A Fifa encaminhou à CNN a decisão do Tribunal Arbitral do Esporte quando solicitada a comentar.
Dificuldade para contratar jogadores
Embora a guerra signifique que Palkin não consegue se planejar com mais de um mês de antecedência, seu foco está em reconstruir o time de volta à sua antiga glória.
Ele admitiu que contratar jogadores em meio à incerteza é difícil, mas não impossível. Mesmo quando os jogadores estão interessados, disse ele, é outra questão quando se trata de convencer os pais e familiares a deixarem seus filhos irem.

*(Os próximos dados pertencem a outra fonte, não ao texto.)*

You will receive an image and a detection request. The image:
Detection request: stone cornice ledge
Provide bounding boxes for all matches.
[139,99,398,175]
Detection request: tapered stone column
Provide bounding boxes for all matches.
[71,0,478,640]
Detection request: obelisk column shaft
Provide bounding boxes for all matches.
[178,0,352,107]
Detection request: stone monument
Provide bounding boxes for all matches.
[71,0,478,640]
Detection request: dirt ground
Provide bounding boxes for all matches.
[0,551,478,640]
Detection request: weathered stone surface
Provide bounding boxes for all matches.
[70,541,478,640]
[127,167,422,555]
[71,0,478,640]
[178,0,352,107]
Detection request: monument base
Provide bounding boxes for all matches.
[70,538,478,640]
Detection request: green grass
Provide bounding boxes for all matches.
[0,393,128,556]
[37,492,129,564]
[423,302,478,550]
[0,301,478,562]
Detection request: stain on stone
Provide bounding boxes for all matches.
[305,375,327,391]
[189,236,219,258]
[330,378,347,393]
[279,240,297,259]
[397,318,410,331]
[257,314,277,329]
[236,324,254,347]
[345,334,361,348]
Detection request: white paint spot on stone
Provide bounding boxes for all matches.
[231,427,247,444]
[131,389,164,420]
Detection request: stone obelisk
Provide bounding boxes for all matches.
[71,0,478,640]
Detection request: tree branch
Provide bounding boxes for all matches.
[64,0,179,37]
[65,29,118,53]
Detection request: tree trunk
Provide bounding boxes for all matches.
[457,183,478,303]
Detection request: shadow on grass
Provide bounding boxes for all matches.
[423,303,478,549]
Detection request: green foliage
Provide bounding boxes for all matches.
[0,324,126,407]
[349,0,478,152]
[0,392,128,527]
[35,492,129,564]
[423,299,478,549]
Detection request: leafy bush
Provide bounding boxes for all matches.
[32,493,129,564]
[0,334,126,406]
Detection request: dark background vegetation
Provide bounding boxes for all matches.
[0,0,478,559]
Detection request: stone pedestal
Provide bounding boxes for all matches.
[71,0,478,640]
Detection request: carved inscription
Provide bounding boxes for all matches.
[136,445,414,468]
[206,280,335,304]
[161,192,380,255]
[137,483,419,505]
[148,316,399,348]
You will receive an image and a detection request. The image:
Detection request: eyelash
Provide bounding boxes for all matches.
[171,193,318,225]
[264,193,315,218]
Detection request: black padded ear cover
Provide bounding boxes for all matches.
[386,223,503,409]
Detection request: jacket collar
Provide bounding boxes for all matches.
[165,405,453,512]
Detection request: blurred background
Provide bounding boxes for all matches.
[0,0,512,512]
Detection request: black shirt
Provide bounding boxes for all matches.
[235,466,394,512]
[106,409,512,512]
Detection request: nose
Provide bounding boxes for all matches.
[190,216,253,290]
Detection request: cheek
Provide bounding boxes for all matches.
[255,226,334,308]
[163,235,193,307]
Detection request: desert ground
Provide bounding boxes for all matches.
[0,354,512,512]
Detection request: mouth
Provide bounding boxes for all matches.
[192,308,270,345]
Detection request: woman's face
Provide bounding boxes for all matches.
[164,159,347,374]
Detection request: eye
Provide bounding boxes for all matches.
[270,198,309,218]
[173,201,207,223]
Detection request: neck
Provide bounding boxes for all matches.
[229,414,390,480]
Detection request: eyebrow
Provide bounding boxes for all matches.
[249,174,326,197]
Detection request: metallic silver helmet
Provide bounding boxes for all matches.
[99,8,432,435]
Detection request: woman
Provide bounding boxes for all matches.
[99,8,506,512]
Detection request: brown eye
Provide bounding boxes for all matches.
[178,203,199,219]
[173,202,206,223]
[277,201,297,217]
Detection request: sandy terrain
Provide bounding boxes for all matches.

“Não tenho nenhum caso em que não pudemos assinar por causa da guerra. Pode haver diferentes questões, mas a guerra não é uma questão importante”, diz ele.

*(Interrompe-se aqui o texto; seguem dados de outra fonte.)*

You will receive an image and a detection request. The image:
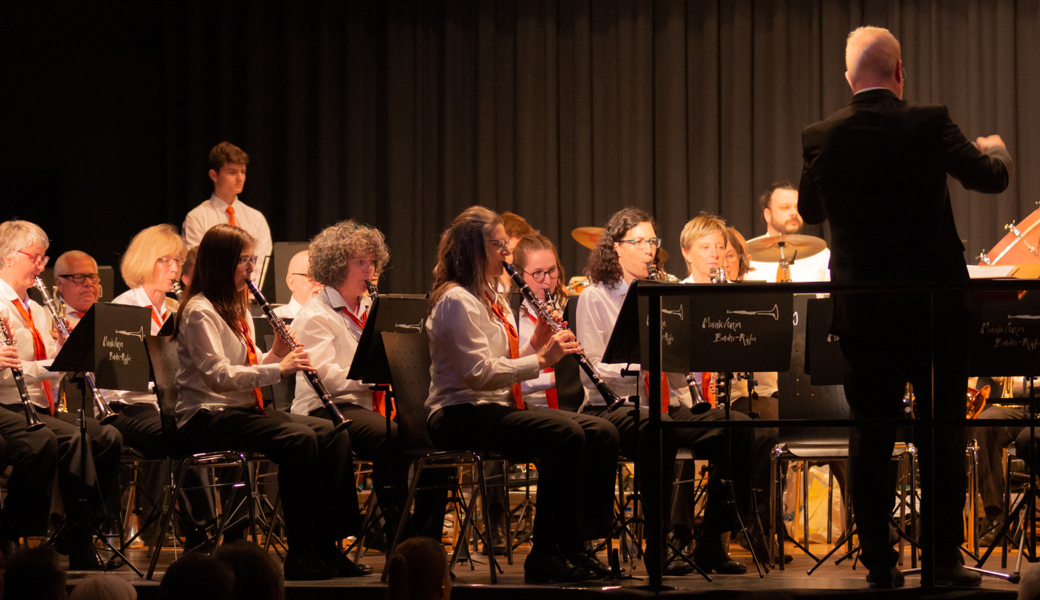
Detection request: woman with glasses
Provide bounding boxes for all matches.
[513,233,620,577]
[104,225,216,549]
[0,220,123,570]
[175,225,366,579]
[575,208,751,575]
[426,206,613,583]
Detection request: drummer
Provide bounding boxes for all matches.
[747,181,831,283]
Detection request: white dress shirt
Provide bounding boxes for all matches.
[0,280,64,411]
[572,281,693,412]
[182,194,274,281]
[274,296,304,320]
[292,287,372,415]
[744,235,831,283]
[102,287,177,409]
[517,301,556,408]
[426,286,541,414]
[177,294,282,426]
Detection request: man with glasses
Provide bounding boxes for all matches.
[54,250,101,328]
[275,250,324,319]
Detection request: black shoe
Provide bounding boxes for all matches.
[523,550,596,583]
[979,515,1004,547]
[284,550,335,581]
[866,567,905,590]
[935,563,982,588]
[483,513,509,556]
[69,537,105,571]
[317,544,372,577]
[694,534,748,575]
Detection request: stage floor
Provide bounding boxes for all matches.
[60,544,1027,600]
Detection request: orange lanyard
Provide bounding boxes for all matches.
[487,294,525,410]
[238,319,267,417]
[11,299,54,417]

Apesar de todos os desafios, o CEO do Shakhtar está confiante de que seu clube poderá sair deste momento difícil em uma posição mais forte.
A influência “inacreditável” do futebol
Até porque o Shakhtar é um time que joga por mais do que pontos. Palkin testemunhou como o esporte que adora pode oferecer um alívio temporário dos tempos mais sombrios e como o dinheiro arrecadado em jogos de caridade pode ter um impacto tangível no apoio àqueles que tentam reconstruir as suas vidas.
“O futebol tem uma influência inacreditável a nível mundial”, diz ele, com um sorriso no rosto. “Acredite, essa influência pode mudar qualquer pessoa e nós vivemos isso e entendemos isso porque sentimos e vemos as reações”.
“Está acima de tudo, sabe? E se todos permanecermos juntos e seguirmos um caminho, posso dizer 100% que podemos mudar positivamente qualquer área da humanidade”, completou.
Shakhtar segue vivo na Europa League
O Shakhtar Donetsk não conseguiu se classificar para as oitavas de final da Liga dos Campeões este ano, mas em vez disso caiu para a Liga Europa desta temporada, a competição secundária de clubes da Europa.
O time enfrenta o Marselha na quinta-feira (15), na primeira repescagem. O jogo acontecerá mais uma vez em Hamburgo, na Alemanha.